Is there such a thing as a stool emergency? Are some variations in a pet’s stool normal? And most importantly, what the heck do vets do when we get those little Dixie cup samples handed over to us? We must be checking for something, right?

The Four C’s of Poop

You can evaluate poop much like a diamond. I’m not saying you want to, but you could. When an eagle-eyed shopkeeper examines a fine gem under a loup, he or she is using a set list of criteria to grade it. We do the same to stool with a slide and our microscope.

Color: Under normal circumstances, the stool is a chocolate-brown color- hence the many Tootsie roll analogies. During normal digestion, the gallbladder releases bile to aid in the breakdown of food. Bilirubin is a pigment in bile that affects stool color. The stool may have some minor deviations in color due to diet, hydration, or dyes in his or her food, but you shouldn’t see a substantial amount of changes.

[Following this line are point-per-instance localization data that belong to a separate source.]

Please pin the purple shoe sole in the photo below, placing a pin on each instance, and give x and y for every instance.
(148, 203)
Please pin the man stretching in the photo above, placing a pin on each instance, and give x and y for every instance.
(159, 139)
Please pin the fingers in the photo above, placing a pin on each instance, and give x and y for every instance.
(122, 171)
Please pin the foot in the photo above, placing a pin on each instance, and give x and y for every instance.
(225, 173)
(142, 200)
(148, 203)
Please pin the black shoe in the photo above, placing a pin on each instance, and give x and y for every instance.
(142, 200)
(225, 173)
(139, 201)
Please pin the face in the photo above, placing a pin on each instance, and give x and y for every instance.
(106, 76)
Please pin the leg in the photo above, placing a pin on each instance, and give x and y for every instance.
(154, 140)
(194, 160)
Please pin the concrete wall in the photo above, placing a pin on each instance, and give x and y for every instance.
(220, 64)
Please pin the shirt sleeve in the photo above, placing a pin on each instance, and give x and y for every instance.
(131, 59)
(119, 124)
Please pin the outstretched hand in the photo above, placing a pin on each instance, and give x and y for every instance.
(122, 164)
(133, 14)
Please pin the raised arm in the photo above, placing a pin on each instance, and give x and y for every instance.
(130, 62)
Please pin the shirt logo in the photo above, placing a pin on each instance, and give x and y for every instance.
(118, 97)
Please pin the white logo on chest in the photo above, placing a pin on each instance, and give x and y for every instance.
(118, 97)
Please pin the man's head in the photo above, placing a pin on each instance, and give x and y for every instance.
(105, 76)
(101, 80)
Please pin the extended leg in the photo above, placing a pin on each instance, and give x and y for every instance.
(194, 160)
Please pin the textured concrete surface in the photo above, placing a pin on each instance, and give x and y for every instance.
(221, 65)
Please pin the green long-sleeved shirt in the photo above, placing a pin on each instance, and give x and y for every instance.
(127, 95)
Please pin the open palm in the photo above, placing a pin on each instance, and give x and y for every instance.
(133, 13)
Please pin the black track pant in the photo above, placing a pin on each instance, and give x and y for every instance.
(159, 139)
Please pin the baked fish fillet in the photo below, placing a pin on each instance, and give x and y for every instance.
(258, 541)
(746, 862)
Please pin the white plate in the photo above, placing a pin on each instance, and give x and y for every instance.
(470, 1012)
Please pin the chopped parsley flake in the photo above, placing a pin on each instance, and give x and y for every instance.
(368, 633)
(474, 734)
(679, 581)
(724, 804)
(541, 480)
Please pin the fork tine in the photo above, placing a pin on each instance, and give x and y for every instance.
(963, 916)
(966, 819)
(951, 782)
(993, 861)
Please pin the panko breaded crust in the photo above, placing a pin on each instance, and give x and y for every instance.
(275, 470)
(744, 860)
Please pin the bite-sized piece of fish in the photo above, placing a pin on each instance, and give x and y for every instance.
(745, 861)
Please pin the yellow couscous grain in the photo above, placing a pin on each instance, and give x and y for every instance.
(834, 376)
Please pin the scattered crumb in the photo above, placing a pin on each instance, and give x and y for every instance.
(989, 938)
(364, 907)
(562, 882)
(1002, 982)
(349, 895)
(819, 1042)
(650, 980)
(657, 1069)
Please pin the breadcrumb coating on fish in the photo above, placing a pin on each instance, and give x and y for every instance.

Some of the abnormal color patterns are:

  • Black stool: bleeding high up in the digestive tract may result in tar-colored stool
  • Red streaks: this indicates bleeding in the lower digestive tract
  • Grey or yellow stools: may indicate issues with the pancreas, liver, or gallbladder

If abnormal colors persist for more than two stools, call your veterinarian.

Consistency: You may be surprised to know that some veterinarians use a numerical system to score the consistency of a pet’s stool. The fecal scoring system assigns a value to the stool from 1 to 7, where 1 represents very hard pellets and 7 is a puddle. The ideal stool is a 2: a firm segmented piece, caterpillar shaped, that feels like Play-Doh when pressed. Formless stool means the large intestine is not properly re-absorbing water; hard stool can be painful to pass and may indicate dehydration. The ideal dog stool is the consistency of Play-Doh, easily squishable, and hold its form without melting into the grass. I tell owners that one super-soft or super-hard stool isn’t a cause for concern, especially if the pet is normal otherwise, but if it persists for more than a day, give us a ring.

Content: There’s only one way to get to the inside of a poop, and that means dissecting it. We pay our staff to do this so you don’t have to, but some people just really need to know for themselves, and I salute those determined pet owners. The inside of a stool shouldn’t look any different from the rest of it, but here’s some abnormal things you may find:

  • Worms: long and skinny roundworms, or little rice-shaped tapeworm segments. Remember, stool that has been outside for hours may have little creatures in it that weren’t there at the outset, so it’s important to know if this is a fresh sample.
  • Foreign materials: grass, sock bits, plastic, rocks. Pica, the eating of non-food items, is not uncommon in dogs, and sometimes you don’t know that your dog is digging into the trash until you find a bit of Ziploc in the stool.
  • Fur: big clumps of fur in the stool indicate overgrooming, which can happen secondary to stress, allergies, skin disease, or even boredom.

Coating: Poop should not have a coating or a film over it. If you’re picking up your pet’s stool off the grass, there shouldn’t be any sort of trail left behind. A coating of mucous often accompanies large bowel inflammation, and often occurs concurrently with diarrhea. Small streaks of bright red blood may also show up on occasion, usually secondary to straining to defecate. I often take a “wait and see” approach with a single red streak, but any more than that and I’d like to see the pet in the office.

Fortunately, for all the uncomfortable and unpleasant sequelae of poop issues, the vast majority resolve on their own in 24 hours. To quote the great Charles Dickens, “there’s more of gravy than of grave” in most cases, much to most everyone’s relief. If a pet is eating, drinking, and behaving normally otherwise, giving it a day to sort itself out should be fine. If he or she stops eating, seems depressed, or continues to have digestive symptoms after a day, it’s time to call the vet, as we have lots we can do to get things back on track.